On today’s menu is boilerplate, the standard language in contracts that tends to stay the same, no matter what kind of contract it is. Boilerplate is all that stuff at the end of the contract that may seem like unnecessary legal jargon to the untrained eye, but—hark!—it’s actually very important. It covers things like what happens in the event that the parties to a contract have to litigate, which state’s laws apply, whether the prevailing party is awarded attorney’s fees, which court a lawsuit has to be filed in, whether the agreement can be edited or updated and how, and more. So there are a lot of things covered in the boilerplate that are super important. Don’t discount or overlook it, or else!
Here are a few common boilerplate provisions you might see in a contract:
- The Limitation on Liabilities Clause prevents the parties to the agreement from suing each other for additional, extra, and over the top damages.
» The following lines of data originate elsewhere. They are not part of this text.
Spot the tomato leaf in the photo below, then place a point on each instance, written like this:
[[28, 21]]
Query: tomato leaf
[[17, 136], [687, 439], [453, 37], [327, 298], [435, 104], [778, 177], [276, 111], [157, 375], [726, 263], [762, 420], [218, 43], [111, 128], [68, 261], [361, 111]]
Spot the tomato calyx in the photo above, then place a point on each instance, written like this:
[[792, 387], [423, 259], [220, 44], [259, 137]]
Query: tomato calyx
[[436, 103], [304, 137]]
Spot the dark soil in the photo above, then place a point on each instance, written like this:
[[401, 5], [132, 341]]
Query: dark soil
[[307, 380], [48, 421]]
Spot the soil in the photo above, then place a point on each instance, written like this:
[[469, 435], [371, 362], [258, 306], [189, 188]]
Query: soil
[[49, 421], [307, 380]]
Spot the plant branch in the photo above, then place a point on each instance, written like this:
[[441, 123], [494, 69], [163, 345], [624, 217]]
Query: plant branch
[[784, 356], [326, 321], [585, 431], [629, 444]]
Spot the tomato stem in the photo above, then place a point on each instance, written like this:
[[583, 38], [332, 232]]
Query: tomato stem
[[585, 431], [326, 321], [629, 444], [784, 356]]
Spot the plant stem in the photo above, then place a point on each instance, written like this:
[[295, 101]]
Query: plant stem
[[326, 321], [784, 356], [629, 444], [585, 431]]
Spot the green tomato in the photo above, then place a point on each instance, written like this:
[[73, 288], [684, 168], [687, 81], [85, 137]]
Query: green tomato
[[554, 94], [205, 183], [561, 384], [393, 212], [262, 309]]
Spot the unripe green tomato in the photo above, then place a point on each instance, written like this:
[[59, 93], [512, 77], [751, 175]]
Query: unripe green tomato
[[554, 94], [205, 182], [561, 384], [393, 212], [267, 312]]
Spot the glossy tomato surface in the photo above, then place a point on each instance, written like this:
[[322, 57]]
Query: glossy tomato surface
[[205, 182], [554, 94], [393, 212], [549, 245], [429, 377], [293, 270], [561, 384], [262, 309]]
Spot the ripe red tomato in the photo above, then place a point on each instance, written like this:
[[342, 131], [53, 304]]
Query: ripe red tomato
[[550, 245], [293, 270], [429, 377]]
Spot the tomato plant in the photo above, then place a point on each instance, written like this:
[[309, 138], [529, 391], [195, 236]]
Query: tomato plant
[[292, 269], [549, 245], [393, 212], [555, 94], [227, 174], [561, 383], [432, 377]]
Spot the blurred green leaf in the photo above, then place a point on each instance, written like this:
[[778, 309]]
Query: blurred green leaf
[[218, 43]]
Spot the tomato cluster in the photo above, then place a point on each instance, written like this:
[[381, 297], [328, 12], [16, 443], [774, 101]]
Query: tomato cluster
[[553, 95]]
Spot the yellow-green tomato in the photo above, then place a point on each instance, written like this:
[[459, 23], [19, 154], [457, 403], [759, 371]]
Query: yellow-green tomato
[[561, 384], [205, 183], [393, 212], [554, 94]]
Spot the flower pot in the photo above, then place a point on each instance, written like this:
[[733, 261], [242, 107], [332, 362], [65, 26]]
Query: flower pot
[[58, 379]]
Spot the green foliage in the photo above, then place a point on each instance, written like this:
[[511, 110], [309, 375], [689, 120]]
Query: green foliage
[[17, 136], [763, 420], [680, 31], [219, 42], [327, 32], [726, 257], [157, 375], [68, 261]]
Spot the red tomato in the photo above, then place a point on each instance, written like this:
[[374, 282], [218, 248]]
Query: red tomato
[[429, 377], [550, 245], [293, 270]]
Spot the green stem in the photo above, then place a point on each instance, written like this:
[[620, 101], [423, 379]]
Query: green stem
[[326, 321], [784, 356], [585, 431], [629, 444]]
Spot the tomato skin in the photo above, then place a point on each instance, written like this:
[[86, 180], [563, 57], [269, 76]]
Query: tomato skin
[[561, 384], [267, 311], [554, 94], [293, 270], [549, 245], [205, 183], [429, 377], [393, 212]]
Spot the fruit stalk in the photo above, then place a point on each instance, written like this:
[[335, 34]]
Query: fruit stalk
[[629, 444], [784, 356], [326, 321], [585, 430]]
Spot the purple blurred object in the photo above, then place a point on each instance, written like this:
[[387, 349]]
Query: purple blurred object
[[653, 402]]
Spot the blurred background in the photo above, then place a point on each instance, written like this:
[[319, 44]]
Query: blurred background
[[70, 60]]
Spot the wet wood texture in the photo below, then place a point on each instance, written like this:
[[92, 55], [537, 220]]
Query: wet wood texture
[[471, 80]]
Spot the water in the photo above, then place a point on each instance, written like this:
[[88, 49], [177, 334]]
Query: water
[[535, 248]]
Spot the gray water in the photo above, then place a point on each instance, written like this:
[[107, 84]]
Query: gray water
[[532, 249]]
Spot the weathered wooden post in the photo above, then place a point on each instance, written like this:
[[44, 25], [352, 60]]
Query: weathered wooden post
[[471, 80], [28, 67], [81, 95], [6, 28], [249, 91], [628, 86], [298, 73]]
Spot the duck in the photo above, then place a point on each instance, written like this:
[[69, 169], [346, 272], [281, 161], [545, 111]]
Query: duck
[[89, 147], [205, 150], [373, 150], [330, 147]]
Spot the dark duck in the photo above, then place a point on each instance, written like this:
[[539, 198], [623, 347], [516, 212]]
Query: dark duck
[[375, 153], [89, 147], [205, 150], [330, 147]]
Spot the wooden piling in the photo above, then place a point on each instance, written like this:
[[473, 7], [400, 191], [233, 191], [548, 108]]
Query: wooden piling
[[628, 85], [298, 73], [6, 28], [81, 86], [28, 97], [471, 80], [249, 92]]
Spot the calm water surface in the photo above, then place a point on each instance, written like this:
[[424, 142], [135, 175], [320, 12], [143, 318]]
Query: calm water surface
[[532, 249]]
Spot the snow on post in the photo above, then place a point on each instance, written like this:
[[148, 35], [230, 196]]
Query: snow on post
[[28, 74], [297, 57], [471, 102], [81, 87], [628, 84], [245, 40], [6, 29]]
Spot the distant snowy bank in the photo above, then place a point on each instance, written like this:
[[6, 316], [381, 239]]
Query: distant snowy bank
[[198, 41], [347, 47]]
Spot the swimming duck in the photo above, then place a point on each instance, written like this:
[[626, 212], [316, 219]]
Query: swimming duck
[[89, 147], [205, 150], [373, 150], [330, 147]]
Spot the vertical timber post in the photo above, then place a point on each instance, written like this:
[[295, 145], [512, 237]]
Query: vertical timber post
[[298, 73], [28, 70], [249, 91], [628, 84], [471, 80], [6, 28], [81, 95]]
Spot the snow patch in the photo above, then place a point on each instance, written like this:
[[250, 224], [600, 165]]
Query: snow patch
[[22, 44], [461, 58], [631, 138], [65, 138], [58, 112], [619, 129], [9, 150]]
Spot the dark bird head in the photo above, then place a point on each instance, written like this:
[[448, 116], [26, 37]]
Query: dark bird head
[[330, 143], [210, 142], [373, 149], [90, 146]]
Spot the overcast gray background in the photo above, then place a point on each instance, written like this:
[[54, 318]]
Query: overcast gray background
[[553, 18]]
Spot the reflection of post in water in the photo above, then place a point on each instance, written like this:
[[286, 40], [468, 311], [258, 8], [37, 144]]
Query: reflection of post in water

It limits overall damages to the amount paid under the contract (nice, huh?), except in certain circumstances. This may not be something you want to include in all contracts, but as a general rule it can protect both parties in your day-to-day service contracts.
- Recovery of Litigation Expenses (also known as the attorney’s fees clause which is easier to say but not nearly as impressive). The typical attorney’s fees clause allows the winning party of a lawsuit to recover their attorney’s fees and other costs incurred to bring the lawsuit to enforce the agreement.
- No Guarantees Clause stating that the service provider (that’s you, pretty thing) cannot guarantee a particular outcome.
- Confidentiality. (The Fight Club part of the contract.) This section protects both parties’ confidential information and prohibits public disclosure of the terms of the contract.
- Independent contractors. This here is your contract DTR. It establishes that you are not an employee of the client, that you are free to work with other clients offering similar services, that you remain in control of how the work will be conducted, and that you are not required to work set hours. Essentially, that you’re the boss of your own life.
- The No-Competition Clause prevents the service provider (you, again) from from performing services for its client’s clients and from hiring the client’s employees, consultants, contractors, or others who work for the client. The purpose of this is to make the client feel comfortable that the you won’t use information you learned in the transaction to become a competitor.
- Transfer of Intellectual Property. This section is mega important because it states how and under what circumstances the intellectual property is transferred from the service provider to the client. For example, if you are providing copywriting services for a client, upon final payment the ownership of the copy written on the client’s behalf would be transferred to the client, who has the right to use the copy in any way it chooses.
- Warranties. The pinky swear section. Warranties are just a promise or guarantee made in writing. This clause usually states that the parties have legal capacity to enter the agreement, that the service provider will provide the services in a professional, competent manner and that no intellectual property rights of third parties will be infringed.
- Entire Agreement; Modifications; and Waiver. This clause states that what is written in the contract is the entire agreement between the parties. That means that emails, conversations, and other statements made between the parties are not a part of the agreement. This section also requires that any modifications to the agreement be done in writing.
Now we don’t want to scare you…actually, yes, we do want to scare you: we know several small business owners, just like you, who created a world of deep doo-doo for themselves by not having signed agreements with their clients. One of our clients at our law firm will probably never get paid for work she did for an overseas customer who bailed on her. Another has been in litigation trying to get huge amounts of money she is owed by a customer. Another business owner called us because the designer he hired won’t hand over the work.
So make sure the boilerplate provisions are there. If you’re wondering if your Client Service Agreement is sufficient, be sure to talk with a small business lawyer.